De titel behoorde ook tot de vele Mesopotamische titels die Cyrus de Grote van het Achaemenidische Rijk aannam na zijn verovering van Babylon in 539 v. Chr. In de tekst van de Cyrus-Cilinder neemt Cyrus verschillende traditionele Mesopotamische titels aan, waaronder die van “Koning van Babylon”, “Koning van Soemerië en Akkad” en “Koning van de Vier Hoeken van de Wereld”. De titel van Koning van het Universum werd na de regering van Cyrus niet meer gebruikt, maar zijn opvolgers namen wel soortgelijke titels aan. De populaire koningstitel “Koning der Koningen”, die tot in de moderne tijd door de monarchen van Iran werd gebruikt, was oorspronkelijk een titel die door de Assyrische Tukulti-Ninurta I in de 13e eeuw v. Chr. werd ingevoerd (in het Akkadisch weergegeven als šar šarrāni). De titel van “Koning der Landen”, ook gebruikt door Assyrische vorsten sinds tenminste Shalmaneser III, werd ook aangenomen door Cyrus de Grote en zijn opvolgers.

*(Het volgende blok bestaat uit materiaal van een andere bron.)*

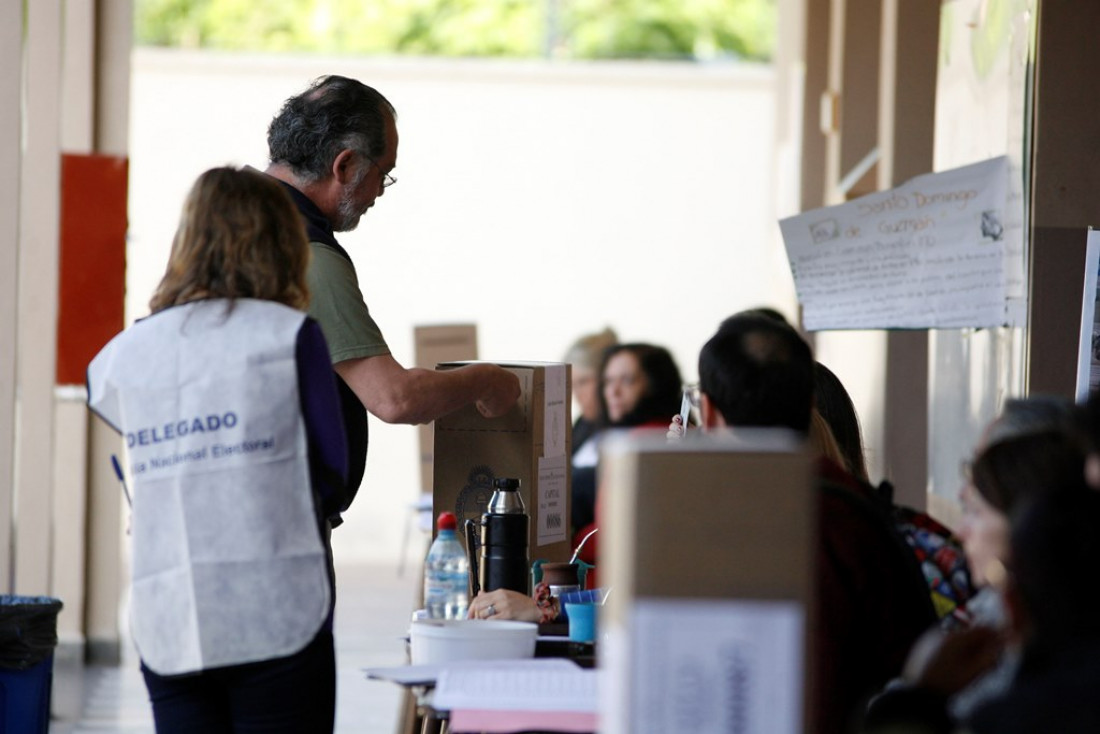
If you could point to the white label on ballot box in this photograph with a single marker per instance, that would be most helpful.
(716, 667)
(553, 430)
(551, 499)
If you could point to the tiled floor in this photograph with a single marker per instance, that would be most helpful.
(373, 607)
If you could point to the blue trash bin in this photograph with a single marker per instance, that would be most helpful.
(28, 638)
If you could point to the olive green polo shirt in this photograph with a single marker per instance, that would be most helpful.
(338, 305)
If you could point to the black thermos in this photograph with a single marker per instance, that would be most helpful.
(504, 561)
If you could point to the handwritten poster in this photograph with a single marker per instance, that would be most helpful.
(930, 253)
(1088, 353)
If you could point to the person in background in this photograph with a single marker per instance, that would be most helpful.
(1051, 602)
(235, 446)
(1029, 450)
(585, 355)
(834, 404)
(871, 601)
(640, 385)
(333, 148)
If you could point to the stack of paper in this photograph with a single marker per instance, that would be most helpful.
(548, 696)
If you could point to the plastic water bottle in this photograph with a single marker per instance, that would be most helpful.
(446, 573)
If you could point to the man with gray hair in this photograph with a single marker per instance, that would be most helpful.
(333, 148)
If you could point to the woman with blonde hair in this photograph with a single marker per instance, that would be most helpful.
(234, 442)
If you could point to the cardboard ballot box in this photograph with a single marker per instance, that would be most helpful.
(706, 554)
(530, 442)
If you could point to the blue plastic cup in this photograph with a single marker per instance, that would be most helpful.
(582, 622)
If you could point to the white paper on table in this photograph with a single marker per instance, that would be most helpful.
(1086, 361)
(551, 499)
(538, 685)
(716, 666)
(428, 675)
(930, 253)
(553, 416)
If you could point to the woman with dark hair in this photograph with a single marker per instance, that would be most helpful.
(235, 446)
(1029, 451)
(835, 406)
(639, 386)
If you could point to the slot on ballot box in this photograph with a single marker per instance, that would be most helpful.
(707, 558)
(531, 442)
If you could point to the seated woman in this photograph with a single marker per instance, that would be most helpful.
(1026, 452)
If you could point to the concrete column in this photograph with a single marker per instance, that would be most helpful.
(11, 64)
(107, 571)
(70, 416)
(36, 306)
(905, 133)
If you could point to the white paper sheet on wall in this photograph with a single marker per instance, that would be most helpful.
(551, 497)
(931, 253)
(717, 666)
(1088, 362)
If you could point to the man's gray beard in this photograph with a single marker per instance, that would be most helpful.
(349, 217)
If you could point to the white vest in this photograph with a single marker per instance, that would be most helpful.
(229, 565)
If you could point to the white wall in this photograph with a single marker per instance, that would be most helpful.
(539, 200)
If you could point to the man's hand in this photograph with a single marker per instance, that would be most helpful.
(417, 396)
(499, 393)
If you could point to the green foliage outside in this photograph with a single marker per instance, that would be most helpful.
(565, 29)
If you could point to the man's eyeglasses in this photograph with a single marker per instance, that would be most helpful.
(387, 181)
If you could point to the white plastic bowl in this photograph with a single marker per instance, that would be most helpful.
(449, 641)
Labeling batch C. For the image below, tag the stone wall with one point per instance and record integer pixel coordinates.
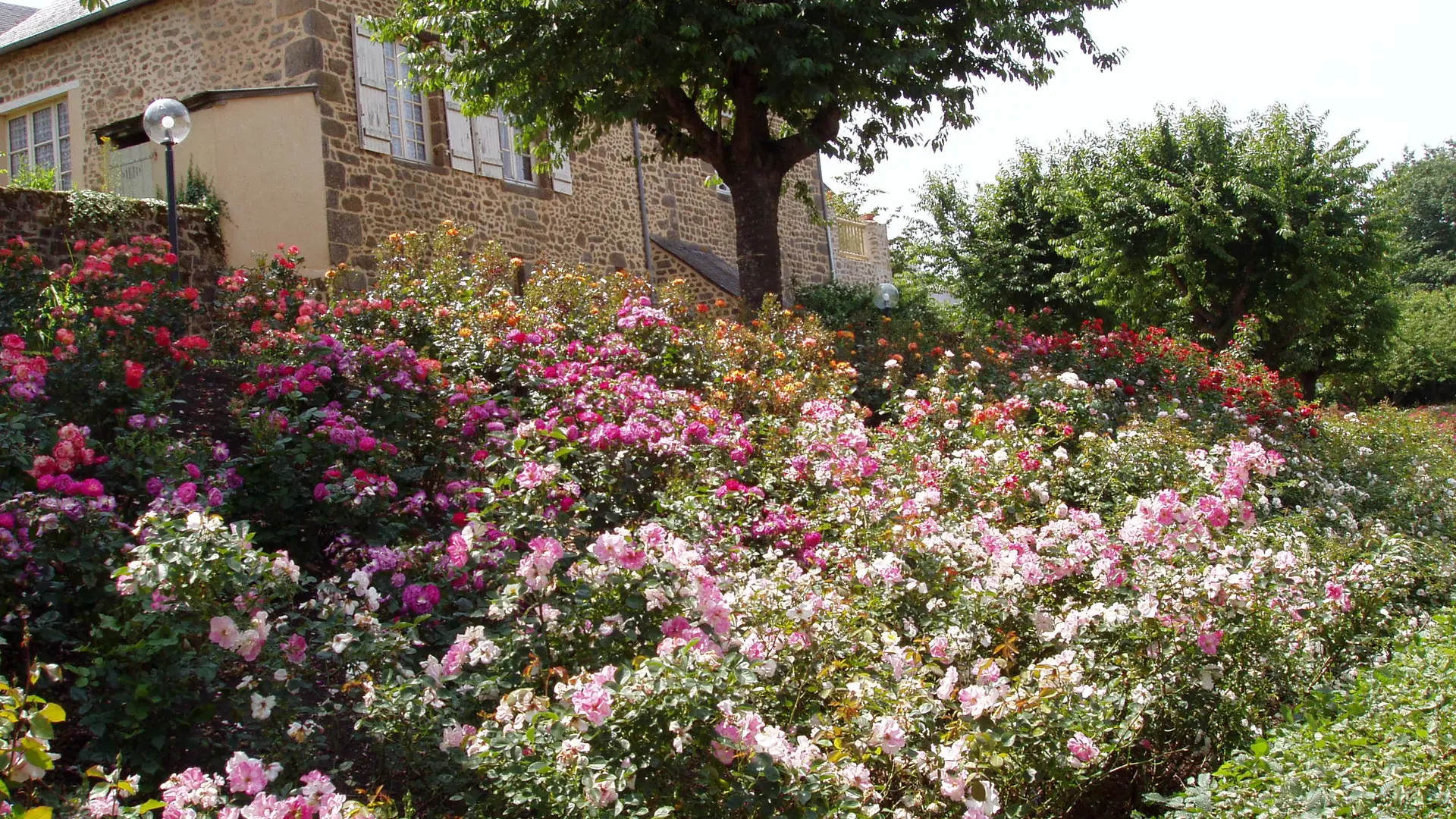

De titel werd voor het laatst gebruikt in het Helleense Seleucidische Rijk, dat Babylon beheerste na de veroveringen van Alexander de Grote en de daaruit voortvloeiende Oorlogen van de Diadochi. De titel komt voor op de Antiochus-Cilinder van koning Antiochus I (r. 281-261 v. Chr.), die beschrijft hoe Antiochus de Ezida Tempel in de stad Borsippa herbouwde. Het is vermeldenswaard dat het laatst bekende overgebleven voorbeeld van een Akkadisch-talige koninklijke inscriptie die voorafging aan de Antiochus cilinder de Cyrus Cilinder is, die bijna 300 jaar eerder werd gemaakt en als zodanig is het mogelijk dat meer Achaemenidische en Seleucidische heersers de titel zouden hebben aangenomen wanneer zij in Mesopotamië waren. De Antiochus Cilinder werd in zijn samenstelling waarschijnlijk geïnspireerd door vroegere Mesopotamische koninklijke inscripties en vertoont veel overeenkomsten met Assyrische en Babylonische koninklijke inscripties. Titels als “Koning der Koningen” en “Grote Koning” (šarru rabu), oude titels met de connotatie van het hebben van de hoogste macht in de landen rond Babylon (op een vergelijkbare manier als hoe titels als Imperator werden gebruikt in West-Europa na de val van het West-Romeinse Rijk om de suprematie te vestigen), zouden in Mesopotamië in gebruik blijven tot aan de Sassanidische dynastie in Perzië van de 3e tot de 7e eeuw.